Assento
Acordam, em pleno, no Supremo Tribunal de Justiça:
Moisés Lopes e mulher, Laurinda Marques Queirós, recorrem para o tribunal pleno do acórdão deste Supremo Tribunal preferido em 3 de Maio de 1984 (fl. 11), alegando existir oposição sobre a mesma questão fundamental de direito entre tal acórdão e o Acórdão, também deste Supremo Tribunal, de 11 de Junho de 1981, publicado no Boletim do Ministério da Justiça, n.º 308, p. 222, dado este acórdão ter decidido que a notificação para exercer o direito de preferência deve ser feita a ambos os cônjuges, enquanto aquele acórdão se pronunciou no sentido de ser dispensável a comunicação ao cônjuge mulher para exercer o direito de preferência.
O acórdão a fl. 26 reconheceu verificarem-se requisitos ou pressupostos do recurso para o tribunal pleno estabelecidos no artigo 763.º do Código de Processo Civil (CPC), designadamente a invocada oposição entre o acórdão recorrido e o Acórdão de 11 de Junho de 1981, pelo que ordenou o prosseguimento dos termos do recurso.
Pelos recorrentes foi apresentada alegação, na qual, a concluir, dizem dever revogar-se o acórdão recorrido, para se lavrar assento em que se fixe que o princípio da igualdade jurídica dos cônjuges, consagrado no n.º 3 do artigo 36.º da Constituição da República Portuguesa (CRP), impunha, mesmo antes da modificação introduzida no artigo 1463.º do CPC pelo Decreto-Lei 368/77, de 3 de Setembro, que a notificação para o exercício do direito de preferência fosse feita a ambos os cônjuges, pelos fundamentos seguintes:
À recorrente mulher, como titular do direito de preferência que tem na compra do prédio vendido, por ser sua rendeira, não foi feita a notificação, judicial ou extrajudicial, prevista no n.º 2 do artigo 25.º do Decreto-Lei 201/75, de 15 de Abril, do projecto do negócio.

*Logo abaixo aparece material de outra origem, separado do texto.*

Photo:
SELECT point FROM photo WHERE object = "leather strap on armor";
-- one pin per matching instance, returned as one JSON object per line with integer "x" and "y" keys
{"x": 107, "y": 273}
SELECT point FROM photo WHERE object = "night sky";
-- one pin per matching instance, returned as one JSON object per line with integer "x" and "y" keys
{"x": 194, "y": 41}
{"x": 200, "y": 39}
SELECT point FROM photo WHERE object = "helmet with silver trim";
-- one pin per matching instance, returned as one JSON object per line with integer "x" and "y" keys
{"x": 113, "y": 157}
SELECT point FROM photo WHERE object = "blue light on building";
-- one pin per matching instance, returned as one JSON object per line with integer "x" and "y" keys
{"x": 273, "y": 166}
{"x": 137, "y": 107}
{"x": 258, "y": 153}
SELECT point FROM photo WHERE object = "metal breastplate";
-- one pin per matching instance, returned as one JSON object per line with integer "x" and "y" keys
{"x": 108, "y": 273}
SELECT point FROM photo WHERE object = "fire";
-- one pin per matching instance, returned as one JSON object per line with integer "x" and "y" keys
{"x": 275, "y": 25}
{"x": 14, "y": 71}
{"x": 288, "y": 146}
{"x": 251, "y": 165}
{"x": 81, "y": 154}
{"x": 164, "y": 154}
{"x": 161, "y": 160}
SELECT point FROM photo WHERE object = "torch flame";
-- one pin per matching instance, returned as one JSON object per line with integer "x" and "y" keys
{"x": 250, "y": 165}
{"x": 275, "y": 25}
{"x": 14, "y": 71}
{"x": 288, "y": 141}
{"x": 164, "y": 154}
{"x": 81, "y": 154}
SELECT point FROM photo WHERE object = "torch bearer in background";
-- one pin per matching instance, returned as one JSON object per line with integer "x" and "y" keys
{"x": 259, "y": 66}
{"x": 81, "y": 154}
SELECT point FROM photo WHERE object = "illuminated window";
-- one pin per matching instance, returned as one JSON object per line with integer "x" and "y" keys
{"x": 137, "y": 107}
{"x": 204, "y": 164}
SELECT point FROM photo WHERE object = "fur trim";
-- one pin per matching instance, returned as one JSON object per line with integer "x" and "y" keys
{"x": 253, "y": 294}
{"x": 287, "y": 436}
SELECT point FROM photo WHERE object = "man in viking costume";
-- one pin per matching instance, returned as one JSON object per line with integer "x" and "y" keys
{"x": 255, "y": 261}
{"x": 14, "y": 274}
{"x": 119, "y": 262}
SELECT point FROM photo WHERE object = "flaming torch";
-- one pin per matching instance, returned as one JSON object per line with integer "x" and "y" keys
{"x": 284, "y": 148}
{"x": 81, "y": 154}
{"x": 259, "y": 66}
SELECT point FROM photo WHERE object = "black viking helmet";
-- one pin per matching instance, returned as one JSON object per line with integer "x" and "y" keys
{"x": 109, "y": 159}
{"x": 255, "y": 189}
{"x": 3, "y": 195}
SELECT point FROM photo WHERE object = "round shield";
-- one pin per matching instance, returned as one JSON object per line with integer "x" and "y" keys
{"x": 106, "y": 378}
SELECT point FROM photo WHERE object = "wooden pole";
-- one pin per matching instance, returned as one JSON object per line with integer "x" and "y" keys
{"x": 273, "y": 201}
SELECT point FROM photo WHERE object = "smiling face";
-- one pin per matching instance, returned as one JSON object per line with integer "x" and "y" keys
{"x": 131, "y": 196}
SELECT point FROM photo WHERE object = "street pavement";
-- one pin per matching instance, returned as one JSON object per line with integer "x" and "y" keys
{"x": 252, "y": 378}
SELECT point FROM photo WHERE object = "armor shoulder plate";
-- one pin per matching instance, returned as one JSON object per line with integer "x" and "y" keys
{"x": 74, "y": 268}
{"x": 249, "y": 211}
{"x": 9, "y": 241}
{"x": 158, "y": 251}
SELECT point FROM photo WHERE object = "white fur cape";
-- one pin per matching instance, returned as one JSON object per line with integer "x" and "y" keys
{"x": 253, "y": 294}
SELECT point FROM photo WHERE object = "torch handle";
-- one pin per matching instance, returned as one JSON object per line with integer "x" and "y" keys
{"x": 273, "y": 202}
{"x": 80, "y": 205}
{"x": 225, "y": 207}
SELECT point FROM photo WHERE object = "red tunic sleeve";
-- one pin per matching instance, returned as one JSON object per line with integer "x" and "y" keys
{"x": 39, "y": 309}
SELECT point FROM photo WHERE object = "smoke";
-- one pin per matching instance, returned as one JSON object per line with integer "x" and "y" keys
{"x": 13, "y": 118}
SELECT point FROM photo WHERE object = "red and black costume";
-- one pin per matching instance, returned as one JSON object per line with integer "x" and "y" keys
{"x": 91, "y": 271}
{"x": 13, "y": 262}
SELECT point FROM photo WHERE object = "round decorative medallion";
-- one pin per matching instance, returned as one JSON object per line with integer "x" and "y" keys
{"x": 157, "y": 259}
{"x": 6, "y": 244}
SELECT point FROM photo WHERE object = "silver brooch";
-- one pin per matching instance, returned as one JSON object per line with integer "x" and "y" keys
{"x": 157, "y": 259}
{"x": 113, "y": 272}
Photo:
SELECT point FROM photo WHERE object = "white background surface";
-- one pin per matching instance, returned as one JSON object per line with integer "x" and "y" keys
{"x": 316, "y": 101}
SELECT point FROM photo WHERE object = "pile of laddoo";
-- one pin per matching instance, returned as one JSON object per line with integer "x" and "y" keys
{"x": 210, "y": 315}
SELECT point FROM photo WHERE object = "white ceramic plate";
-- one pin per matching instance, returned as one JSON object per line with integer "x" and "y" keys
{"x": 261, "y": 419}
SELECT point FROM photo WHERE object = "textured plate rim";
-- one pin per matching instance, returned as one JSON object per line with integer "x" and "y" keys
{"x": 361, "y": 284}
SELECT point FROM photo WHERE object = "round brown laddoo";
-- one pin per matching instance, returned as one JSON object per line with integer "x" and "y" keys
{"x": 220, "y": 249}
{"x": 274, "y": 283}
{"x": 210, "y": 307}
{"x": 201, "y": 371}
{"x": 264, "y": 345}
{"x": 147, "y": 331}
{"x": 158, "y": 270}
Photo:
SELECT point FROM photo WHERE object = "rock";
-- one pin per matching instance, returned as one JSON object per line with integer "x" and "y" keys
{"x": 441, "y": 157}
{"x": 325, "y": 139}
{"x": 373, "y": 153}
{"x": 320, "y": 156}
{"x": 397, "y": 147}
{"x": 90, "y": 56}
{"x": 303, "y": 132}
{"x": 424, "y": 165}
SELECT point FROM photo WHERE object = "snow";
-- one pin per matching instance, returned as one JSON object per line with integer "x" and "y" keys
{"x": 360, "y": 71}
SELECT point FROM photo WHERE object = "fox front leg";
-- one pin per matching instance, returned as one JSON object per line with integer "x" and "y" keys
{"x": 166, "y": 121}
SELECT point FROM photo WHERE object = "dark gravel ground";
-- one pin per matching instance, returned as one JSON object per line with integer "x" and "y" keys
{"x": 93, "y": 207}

De facto, sendo tal notificação para preferir uma verdadeira declaração negocial receptícia, a consubstanciar uma verdadeira proposta contratual, correspondente ao projecto da venda, que o obrigado à preferência leva ao conhecimento do preferente, é evidente que não releva tal falta a circunstância de se ter dado como provado ter a recorrente mulher recebido a carta que foi dirigida tão-só ao recorrente marido e conhecido o seu conteúdo.
De igual modo, não têm qualquer valor as declarações que a recorrente mulher fez ao réu comprador de que não queria adquirir o prédio, por a comunicação efectuada por este interessado na aquisição, a menos que tivesse intervindo como mandatário dos vendedores, não passar de pura informação.
É que, enquanto não houver a notificação por parte do vinculado à preferência, feita directamente ou por meio de mandatário, não se desencadeia o dever de agir que o n.º 2 do artigo 416.º do Código Civil, em geral, lança sobre o preferente, nem começa a correr o prazo da caducidade.
Na verdade, tendo a declaração de preferência, como declaração negocial que é, um destinatário, não poderá tornar-se eficaz em relação a quem não é dirigida.
E podendo a declaração de preferência formar, pelo seu encontro com a notificação para preferir, um verdadeiro contrato, definitivo, se a tanto não obviassem questões de forma relativas à manifestação de vontade, mais evidente se torna ainda que jamais a recorrente mulher poderia vir a aceitar, comprando, algo que não lhe foi oferecido, para preferir.
O princípio da igualdade jurídica dos cônjuges, consagrado constitucionalmente, exigia, mesmo antes da modificação introduzida no artigo 1463.º do CPC pelo Decreto-Lei 368/77, de 3 de Setembro, que a notificação para o exercício do direito de preferência fosse feita a ambos os cônjuges.
Deve, pois, julgar-se a acção procedente quanto à A. mulher, reconhecendo-se-lhe o direito de se substituir aos réus compradores na aquisição do prédio, com as consequências legais.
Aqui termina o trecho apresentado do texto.